# 7th ANNUAL MARCH MADNESS INDOOR 3-D SHOOT



## CLASSICHUNTER (May 20, 2005)

al whats the date????


----------



## #1 big archer (Mar 21, 2008)

Are you ready? It's just about that time! THE ELK IS GONNA GET YA!

7th ANNUAL MARCH MADNESS INDOOR 3-D SHOOT
March 19, 2011 

ONAPING FALLS ARCHERY CLUB is hosting our 7th annual indoor 3-D shoot at St. Charles College at 1400 Hawthorn Dr. (off Falconbridge Rd.) in Sudbury Ont.

Registration will start at 7:45 am with the shoot starting at 8:00 am (rolling start)

Open to ALL ages and ALL classes(Cross Bow's included)
again the fees include a lunch:
-30$ per adult
-25$ for seniors 55 and up
-15$ per junior (ages 12 to 17)
-5$ per cub+ cadet (ages 11 and under)


Shoot at 2 rounds of 20 3-D targets Indoors. There will be changes to the shooting line up that will make it more time efficient...

any questions contact the O.F.A.C. at 

[email protected]

or call Al Carriere at (705) 855-3238

P.S. To all you out of towners we have reserved rooms at the Quality Inn at a discounted price of $89.99. When you call you must say you are with the Onaping Falls Archery Club in order to obtain the discounted rate. The rooms are limited so it will be a first come first serve. cheque out the link below.

http://www.qualityinn.com/hotel-sud...dult=1&nchild=0&city_code=YSB&sstate_country=


----------



## JDoupe (Dec 9, 2006)

Fot Ted and Al....



http://www.youtube.com/watch?v=98qx4wqvQ10&feature=player_embedded#at=13


----------



## JDoupe (Dec 9, 2006)

The running Elk from a couple of years ago.

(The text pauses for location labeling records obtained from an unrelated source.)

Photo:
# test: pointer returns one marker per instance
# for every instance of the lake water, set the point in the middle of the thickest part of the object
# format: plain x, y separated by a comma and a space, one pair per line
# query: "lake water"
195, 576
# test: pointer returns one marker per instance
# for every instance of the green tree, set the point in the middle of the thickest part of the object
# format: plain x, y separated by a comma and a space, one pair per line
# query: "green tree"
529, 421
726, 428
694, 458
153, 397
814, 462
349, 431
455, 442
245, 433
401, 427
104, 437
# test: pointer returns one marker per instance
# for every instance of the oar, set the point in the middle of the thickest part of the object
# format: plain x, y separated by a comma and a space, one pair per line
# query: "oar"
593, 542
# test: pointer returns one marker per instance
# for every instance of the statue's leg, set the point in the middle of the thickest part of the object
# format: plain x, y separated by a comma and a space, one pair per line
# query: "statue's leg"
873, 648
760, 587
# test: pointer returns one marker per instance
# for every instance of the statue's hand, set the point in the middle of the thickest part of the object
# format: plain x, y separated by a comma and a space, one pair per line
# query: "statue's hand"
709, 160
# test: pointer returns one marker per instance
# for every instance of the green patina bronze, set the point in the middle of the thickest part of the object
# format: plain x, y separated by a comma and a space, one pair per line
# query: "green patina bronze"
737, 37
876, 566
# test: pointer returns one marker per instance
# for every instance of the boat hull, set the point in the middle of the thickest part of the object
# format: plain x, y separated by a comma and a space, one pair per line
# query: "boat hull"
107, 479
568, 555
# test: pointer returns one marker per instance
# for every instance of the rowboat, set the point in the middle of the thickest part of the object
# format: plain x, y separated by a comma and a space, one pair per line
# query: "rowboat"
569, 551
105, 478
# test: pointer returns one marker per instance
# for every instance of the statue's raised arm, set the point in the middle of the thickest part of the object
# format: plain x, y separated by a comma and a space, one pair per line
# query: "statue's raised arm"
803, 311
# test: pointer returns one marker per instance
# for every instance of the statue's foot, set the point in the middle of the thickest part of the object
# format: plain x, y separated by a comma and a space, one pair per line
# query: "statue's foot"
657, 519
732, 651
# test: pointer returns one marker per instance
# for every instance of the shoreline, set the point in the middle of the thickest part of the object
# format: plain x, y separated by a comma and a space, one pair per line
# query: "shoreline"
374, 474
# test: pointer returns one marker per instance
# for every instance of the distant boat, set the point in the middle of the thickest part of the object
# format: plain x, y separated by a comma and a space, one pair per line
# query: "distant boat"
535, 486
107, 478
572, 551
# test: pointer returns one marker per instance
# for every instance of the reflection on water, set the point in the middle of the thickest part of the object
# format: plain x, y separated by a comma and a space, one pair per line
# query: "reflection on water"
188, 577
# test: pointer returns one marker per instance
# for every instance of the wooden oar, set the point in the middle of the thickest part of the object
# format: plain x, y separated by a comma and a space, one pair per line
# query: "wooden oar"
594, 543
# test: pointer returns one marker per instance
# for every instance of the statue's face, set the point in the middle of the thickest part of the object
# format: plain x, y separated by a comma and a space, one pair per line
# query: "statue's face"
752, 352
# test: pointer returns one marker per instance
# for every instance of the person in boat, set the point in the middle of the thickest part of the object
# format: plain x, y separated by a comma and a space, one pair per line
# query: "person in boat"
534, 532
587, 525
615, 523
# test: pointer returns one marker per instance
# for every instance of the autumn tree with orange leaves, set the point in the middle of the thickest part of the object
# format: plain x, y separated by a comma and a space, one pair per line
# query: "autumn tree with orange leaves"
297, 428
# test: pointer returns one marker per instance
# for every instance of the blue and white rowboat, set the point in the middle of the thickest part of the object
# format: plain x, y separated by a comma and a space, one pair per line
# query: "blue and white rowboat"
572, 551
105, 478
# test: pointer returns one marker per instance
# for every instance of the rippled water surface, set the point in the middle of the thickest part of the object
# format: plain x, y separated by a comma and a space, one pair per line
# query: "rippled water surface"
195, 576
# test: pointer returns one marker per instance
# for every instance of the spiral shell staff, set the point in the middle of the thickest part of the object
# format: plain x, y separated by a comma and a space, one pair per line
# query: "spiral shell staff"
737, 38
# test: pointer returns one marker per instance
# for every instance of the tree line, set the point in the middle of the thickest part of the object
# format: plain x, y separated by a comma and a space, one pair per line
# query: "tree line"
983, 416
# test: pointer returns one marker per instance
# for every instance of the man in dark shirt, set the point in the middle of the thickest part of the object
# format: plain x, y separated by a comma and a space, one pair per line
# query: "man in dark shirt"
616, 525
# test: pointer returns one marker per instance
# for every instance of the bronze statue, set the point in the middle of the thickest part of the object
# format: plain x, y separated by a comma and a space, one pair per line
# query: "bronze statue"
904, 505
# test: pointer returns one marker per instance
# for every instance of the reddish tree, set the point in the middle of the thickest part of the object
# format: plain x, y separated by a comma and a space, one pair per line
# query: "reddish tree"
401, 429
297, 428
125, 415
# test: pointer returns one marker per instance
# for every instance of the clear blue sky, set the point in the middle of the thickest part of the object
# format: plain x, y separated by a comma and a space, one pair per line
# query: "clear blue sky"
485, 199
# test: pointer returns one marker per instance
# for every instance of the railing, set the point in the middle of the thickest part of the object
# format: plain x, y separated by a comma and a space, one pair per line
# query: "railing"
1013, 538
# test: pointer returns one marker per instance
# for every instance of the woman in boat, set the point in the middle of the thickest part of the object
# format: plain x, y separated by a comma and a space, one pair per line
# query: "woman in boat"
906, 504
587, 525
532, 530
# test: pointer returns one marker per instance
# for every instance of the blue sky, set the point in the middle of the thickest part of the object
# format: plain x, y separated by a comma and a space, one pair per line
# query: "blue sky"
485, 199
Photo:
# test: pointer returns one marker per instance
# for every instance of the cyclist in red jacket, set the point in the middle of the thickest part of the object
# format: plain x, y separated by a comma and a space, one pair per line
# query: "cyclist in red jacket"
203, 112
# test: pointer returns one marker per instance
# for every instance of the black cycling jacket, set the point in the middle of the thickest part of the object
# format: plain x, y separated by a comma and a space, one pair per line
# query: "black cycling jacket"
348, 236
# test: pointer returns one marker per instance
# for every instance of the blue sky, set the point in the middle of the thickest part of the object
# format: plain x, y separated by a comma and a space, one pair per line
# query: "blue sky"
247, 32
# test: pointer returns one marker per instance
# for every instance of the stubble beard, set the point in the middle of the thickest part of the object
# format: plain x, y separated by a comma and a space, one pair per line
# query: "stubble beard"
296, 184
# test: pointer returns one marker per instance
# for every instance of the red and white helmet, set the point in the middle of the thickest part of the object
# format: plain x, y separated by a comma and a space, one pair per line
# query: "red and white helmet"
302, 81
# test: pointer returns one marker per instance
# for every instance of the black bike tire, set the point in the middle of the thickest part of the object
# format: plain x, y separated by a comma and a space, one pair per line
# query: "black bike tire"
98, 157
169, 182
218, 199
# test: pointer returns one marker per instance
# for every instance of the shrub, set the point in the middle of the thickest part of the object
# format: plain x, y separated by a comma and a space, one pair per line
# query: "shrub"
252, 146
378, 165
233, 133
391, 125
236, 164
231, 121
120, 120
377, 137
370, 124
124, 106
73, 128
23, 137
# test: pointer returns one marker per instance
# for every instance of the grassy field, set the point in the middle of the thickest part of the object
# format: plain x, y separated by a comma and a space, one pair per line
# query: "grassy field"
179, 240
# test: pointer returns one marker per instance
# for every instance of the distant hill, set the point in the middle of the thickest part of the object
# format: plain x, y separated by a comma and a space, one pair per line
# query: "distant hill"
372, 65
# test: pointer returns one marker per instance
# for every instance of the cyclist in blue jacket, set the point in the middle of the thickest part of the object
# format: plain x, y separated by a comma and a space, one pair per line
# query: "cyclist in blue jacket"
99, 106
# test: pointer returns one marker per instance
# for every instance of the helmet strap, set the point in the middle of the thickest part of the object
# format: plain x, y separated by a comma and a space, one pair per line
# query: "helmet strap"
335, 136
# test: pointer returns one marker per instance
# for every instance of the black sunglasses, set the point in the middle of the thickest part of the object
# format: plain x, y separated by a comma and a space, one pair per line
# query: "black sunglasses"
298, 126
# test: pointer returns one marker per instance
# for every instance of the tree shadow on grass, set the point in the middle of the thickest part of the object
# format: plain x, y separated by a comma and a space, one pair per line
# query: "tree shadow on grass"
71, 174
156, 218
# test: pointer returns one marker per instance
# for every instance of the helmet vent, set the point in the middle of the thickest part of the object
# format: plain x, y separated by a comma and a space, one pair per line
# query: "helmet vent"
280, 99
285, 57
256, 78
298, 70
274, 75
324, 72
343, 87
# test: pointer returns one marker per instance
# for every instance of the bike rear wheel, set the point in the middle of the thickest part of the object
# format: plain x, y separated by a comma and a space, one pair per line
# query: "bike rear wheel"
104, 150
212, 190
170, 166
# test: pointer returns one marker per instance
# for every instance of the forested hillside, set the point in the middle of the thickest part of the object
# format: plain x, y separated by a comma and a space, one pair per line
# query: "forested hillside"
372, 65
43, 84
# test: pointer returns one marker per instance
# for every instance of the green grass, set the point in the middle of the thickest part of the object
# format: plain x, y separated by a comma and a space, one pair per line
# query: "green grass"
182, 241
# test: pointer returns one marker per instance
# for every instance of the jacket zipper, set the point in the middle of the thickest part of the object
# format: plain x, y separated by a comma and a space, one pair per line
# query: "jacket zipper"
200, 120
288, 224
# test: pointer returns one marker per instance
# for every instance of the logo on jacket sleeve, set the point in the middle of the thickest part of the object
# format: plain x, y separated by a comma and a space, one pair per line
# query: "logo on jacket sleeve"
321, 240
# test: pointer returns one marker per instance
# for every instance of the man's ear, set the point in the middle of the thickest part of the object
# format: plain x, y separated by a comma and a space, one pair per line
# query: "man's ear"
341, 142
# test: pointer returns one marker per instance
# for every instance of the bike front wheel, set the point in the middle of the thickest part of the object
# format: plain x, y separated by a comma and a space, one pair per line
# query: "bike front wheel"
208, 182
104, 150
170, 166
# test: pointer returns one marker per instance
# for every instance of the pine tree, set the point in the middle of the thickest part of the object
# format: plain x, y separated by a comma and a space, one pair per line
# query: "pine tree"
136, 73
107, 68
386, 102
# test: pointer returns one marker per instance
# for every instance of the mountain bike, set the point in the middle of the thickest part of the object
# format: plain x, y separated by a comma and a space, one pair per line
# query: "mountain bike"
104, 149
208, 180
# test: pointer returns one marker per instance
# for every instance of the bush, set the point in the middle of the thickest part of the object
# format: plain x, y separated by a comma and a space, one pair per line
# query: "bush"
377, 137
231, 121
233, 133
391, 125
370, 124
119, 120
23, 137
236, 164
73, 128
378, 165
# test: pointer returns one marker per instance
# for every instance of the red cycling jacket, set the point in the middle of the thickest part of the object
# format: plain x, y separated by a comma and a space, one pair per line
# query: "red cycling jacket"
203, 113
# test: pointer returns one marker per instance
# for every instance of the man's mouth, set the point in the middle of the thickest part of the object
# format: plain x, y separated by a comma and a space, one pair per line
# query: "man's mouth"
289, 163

This is a great shoot. Everyone should try and make this one!


----------



## Moosetalker (Oct 19, 2008)

I was wondering when we were going to here about this shoot this year. I saw it scheduled in the book but it's nice to see it in bold print from Big Al here on AT. Those moving targets sure can be humbling but they are fun to shoot. I plan on making the trip up to see you Sudbury folks this year. Normally I am volunteering at the Toronto Sporstman Show but decided to take a pass this year to make it up to your famous shoot. Looking forward to it and to make that the first 3D shoot of the year for me. 

See ya all in a month.


----------



## JDoupe (Dec 9, 2006)

Ted,

It is March 19th.

Todd,

Good to hear you will be there. It's always a lot of fun.


----------



## #1 big archer (Mar 21, 2008)

Can't wait to see you there MOOSETALKER, you won't be disappointed. Noone will! Without giving it all away.....there will be *extremely *cool door prizes!!! Stay tuned......


----------



## #1 big archer (Mar 21, 2008)

The extremely cool door prizes!!! is being sponcered by a archery company... Stay tuned......


----------



## Moosetalker (Oct 19, 2008)

Hey Al, that sounds good to me. For some reason I have been lucky at the door prize thing at your shoots. Oops I guess I shouldn't say things like that, it might jinx me. Oh well, really looking forward to it. I got two other guys coming up with me and maybe a third. See ya in a couple of weeks. I got a couple of camo Hoyt ball caps that you can have for your goody prize table.


----------



## dcraw (May 16, 2005)

Hey Al, good to hear everything is on for another great shoot. By the way there should be a couple of truck loads of us coming from New Liskeard area this year. See you in a couple of weeks.

Todd
Good to hear you are making it up this year.

Don


----------



## Bow bandit (Apr 21, 2007)

Moosetalker said:


> Hey Al, that sounds good to me. For some reason I have been lucky at the door prize thing at your shoots. Oops I guess I shouldn't say things like that, it might jinx me. Oh well, really looking forward to it. I got two other guys coming up with me and maybe a third. See ya in a couple of weeks. I got a couple of camo Hoyt ball caps that you can have for your goody prize table.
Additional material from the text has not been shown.